Posted by Linzi Rockett on January 8, 2014
For generations, Brits approached their seventeenth birthdays with a sense of excitement at the prospect of impending freedom. Yes, they would be getting their provisional licences, passing their tests and hitting the road, accompanied by new best friends and the latest sounds on the radio.
Over the past decade or so, this trend seems to have taken a slump, most probably in response to the astronomical price of insurance being demanded for young drivers, particularly males.
But even so, the urge to get a set of wheels remains strong – and is in many cases essential. So what’s the best place to start?
Throughout the 70s, 80s and 90s, many 17-year-old Brits would experience the thrill of the road in something like a Mini, a Fiesta or, if they were lucky, a VW Beetle. There was a ready market for second-hand cars of these models, not to mention spare parts. Nowadays, the revamped Minis and Beetles are rather more exclusive vehicles and are probably out of most first-time-drivers’ price ranges.

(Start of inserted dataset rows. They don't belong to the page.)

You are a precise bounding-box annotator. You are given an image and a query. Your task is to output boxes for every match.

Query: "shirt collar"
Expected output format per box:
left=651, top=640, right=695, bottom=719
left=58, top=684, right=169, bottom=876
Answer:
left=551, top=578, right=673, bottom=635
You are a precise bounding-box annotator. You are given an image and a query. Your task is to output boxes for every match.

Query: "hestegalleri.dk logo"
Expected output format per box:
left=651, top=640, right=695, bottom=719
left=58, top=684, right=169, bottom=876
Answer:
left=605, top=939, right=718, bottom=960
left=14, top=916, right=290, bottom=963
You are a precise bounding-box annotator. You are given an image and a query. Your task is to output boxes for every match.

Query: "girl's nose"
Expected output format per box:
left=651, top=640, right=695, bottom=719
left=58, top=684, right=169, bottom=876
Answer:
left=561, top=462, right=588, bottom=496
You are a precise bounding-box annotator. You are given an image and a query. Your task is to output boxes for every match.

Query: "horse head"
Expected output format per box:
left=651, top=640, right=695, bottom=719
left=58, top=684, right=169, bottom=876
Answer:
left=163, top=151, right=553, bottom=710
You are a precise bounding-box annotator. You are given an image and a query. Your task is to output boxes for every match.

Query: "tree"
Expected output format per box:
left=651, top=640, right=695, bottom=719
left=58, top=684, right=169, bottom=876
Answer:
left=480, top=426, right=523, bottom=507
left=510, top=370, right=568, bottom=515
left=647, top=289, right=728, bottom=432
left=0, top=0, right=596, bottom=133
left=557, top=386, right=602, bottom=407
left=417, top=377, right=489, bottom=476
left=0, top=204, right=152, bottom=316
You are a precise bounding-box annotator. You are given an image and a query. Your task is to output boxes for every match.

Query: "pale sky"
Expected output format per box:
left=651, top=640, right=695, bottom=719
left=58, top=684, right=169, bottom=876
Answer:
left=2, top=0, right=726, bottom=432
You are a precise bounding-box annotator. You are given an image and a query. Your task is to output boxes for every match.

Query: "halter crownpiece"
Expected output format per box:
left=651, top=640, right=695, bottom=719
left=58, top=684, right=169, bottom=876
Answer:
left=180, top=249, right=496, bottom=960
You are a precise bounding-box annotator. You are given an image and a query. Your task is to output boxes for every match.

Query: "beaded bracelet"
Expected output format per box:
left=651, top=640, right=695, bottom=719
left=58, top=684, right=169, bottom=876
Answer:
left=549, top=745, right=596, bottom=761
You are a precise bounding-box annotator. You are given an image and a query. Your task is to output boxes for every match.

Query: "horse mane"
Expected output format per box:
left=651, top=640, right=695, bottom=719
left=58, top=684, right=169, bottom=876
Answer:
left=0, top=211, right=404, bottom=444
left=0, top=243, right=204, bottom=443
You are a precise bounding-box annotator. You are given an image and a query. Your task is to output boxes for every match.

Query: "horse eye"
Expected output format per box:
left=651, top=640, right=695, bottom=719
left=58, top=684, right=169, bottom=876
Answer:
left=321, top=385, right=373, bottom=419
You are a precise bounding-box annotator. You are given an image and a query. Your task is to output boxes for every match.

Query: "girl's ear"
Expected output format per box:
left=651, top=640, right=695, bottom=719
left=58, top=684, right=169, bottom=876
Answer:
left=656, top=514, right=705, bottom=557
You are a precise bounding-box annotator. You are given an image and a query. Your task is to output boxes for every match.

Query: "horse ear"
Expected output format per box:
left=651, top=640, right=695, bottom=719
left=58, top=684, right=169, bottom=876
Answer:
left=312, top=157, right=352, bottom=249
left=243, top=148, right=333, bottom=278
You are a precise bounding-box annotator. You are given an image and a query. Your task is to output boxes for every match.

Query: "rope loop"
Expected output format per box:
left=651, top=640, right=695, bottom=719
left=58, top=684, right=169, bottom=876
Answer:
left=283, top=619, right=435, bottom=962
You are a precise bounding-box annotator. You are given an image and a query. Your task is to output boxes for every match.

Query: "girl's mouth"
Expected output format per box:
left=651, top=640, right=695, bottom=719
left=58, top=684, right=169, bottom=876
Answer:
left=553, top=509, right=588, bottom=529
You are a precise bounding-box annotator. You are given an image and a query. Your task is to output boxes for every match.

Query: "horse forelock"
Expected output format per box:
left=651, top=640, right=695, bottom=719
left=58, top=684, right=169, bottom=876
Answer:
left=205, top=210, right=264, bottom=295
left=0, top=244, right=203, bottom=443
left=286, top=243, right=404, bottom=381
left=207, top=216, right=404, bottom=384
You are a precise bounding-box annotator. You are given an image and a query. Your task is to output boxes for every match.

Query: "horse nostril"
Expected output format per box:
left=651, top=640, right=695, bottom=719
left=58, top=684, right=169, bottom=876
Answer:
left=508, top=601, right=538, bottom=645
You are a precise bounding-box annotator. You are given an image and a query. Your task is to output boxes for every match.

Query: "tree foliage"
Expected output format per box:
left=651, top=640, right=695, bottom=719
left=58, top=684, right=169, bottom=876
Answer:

If you’re lucky enough to have rich parents or a six-figure salary when you reach road-age, there’s really no limit to what you can have, but even so it’s a good idea to start with something low-powered (max 1400) while you get used to driving alone. Every week there’s a news story about some 17-year-old crashing their parents’ Porsche, and often it’s a tragic story. The insurance cost of a performance car for a seventeen-year-old would be eye-watering, too.

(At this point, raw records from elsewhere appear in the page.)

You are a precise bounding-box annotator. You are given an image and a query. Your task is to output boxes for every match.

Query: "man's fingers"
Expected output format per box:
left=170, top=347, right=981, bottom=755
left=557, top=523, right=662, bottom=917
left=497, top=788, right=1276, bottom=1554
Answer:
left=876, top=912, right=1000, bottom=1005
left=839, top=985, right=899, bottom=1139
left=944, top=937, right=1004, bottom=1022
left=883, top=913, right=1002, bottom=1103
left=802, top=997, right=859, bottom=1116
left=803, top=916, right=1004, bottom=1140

There’s nothing wrong with a tidy little Ford KA to get you going, or for a few hundred more you could probably land yourself a second-hand Renault Clio, Peugeot 206, Ford Focus, Vauxhall Corsa or VW Polo. The Japanese manufacturers usually produce reliable and efficient motors, too; consider a Suzuki Swift or a Toyota Yaris, which will be cheap to run.
Those first twelve months after you have passed your driving test are probably the motorist’s most important. First, they’ll determine how well you drive for the rest of your life. But second, if you should have an unfortunate incident because you’ve bought too powerful a car, you could have very expensive insurance premiums for many years to come.